Лаврентий держал свой стакан в руке, словно взвешивая. Вдруг ни с того ни с сего буркнул:

— Будь здоров, Влас Тимофеевич. Не гори, брат, на огне, не тони на воде! Жми и дави бедняков… поправляй хозяйство, а я пойду за тебя воевать… за твое паучье гнездо! — Выпил залпом и подбросил кверху стакан.

— А на-ка, братенек, еще один, — скрипя зубами, проскрежетал Влас и, не подав его брату, запустил неожиданно, с дикой яростью в себя, чтобы подавить в себе поднявшийся гнев к нему. — Все это ты, Лаврушка, говоришь несуразное потому, что мы с тобой от разных матерей. Ты родился от святой кликуши, которую справедливыми побоями наш родитель, пошли ему господь царствие небесное, поторопил отправиться на тот свет, а я родился от хозяйственной женщины, умершей родами. Вот у нас, братенек, и разные пути. Ты у меня лебедь, рвешься в облака, а я, как трудолюбивый жук, ползу по земле. — Проговорив такую фразу, Влас совсем рассолодел от двух стаканов спирта, тяжело двигался на коротких толстых ногах около стола, и кровь густо прилила к его лицу, отчего крепко налитое лицо было готово лопнуть, пролиться густым соком на белую посконную скатерть. — Уважаю я, братенек, того, кто идет царя и Россию от врага грудью своею защищать, — и он, держа в левой руке четвертную, показал правой на горло, — вот как уважаю!

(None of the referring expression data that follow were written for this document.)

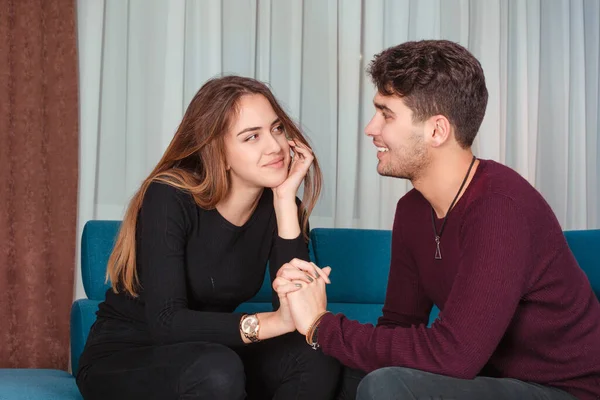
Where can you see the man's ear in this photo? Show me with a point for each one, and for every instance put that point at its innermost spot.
(440, 130)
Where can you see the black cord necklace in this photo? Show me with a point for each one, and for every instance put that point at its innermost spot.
(438, 253)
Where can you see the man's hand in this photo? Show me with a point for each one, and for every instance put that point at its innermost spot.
(305, 296)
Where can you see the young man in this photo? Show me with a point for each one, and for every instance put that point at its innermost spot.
(518, 319)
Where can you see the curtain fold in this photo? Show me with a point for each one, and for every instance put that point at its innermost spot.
(39, 173)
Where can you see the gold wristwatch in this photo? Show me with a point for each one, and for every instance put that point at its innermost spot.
(250, 326)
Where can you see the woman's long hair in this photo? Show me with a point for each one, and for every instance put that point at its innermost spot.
(195, 163)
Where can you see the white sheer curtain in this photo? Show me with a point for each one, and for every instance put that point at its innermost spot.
(141, 61)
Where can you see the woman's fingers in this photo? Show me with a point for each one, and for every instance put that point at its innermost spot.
(283, 286)
(310, 268)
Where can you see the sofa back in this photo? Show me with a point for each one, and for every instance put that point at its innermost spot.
(359, 258)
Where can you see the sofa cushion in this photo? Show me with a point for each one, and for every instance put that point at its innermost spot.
(83, 315)
(584, 245)
(37, 384)
(97, 242)
(360, 262)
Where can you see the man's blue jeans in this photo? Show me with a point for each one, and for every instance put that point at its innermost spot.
(408, 384)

— Мать мою, братенек, не смей трогать, а то… Она истинно была праведной. Да и о пути моем — не заговаривай. Не только ты, Влас Тимофеевич, не можешь видеть его, а и я не могу предугадать его в своей жизни. Может быть, я на войне сквозь смерть людей, потоки крови и сквозь огненное полымя увижу его, а может, и не увижу. Так-то вот, братенек! Больше ни слова! Довольно! — И Лаврентий, положив голову на стол, заорал, не слушая злых, слезоточивых слов брата:

Голова ты моя, голова,

До чего ты меня довела!

После третьего стакана в избу вкатилась и жена Евстигнея.

— Гуляешь! — взмахнула она руками. — Ты погляди, дьявол, на кого ты стал похож-то, а?

Евстигней медленно поднял голову, так же медленно повернул ее в сторону жены, пожевал губами и ничего не сказал ей. Вскинул лицо и Лаврентий на нее, крикнул насмешливо:

— Ты что расставила подсошки-то, жеребец проскочит!

— Небось, не проскочит, — огрызнулась растерянно Матрена и подобрала ноги, потом ближе пододвинулась к столу, а через несколько минут села на краешек коника. — Ну что же, Влас Тимофеевич, не угощаешь? — Тот, покачиваясь и тяжело сопя, поднял четвертную и налил стакан. Матрена, не вставая с коника, взяла стакан, перекрестилась, не торопясь выпила и взяла кусок ветчины, а когда прожевала, обратилась умильным и полным жалобы голоском к Власу: — Горе-то у нас одно с тобой!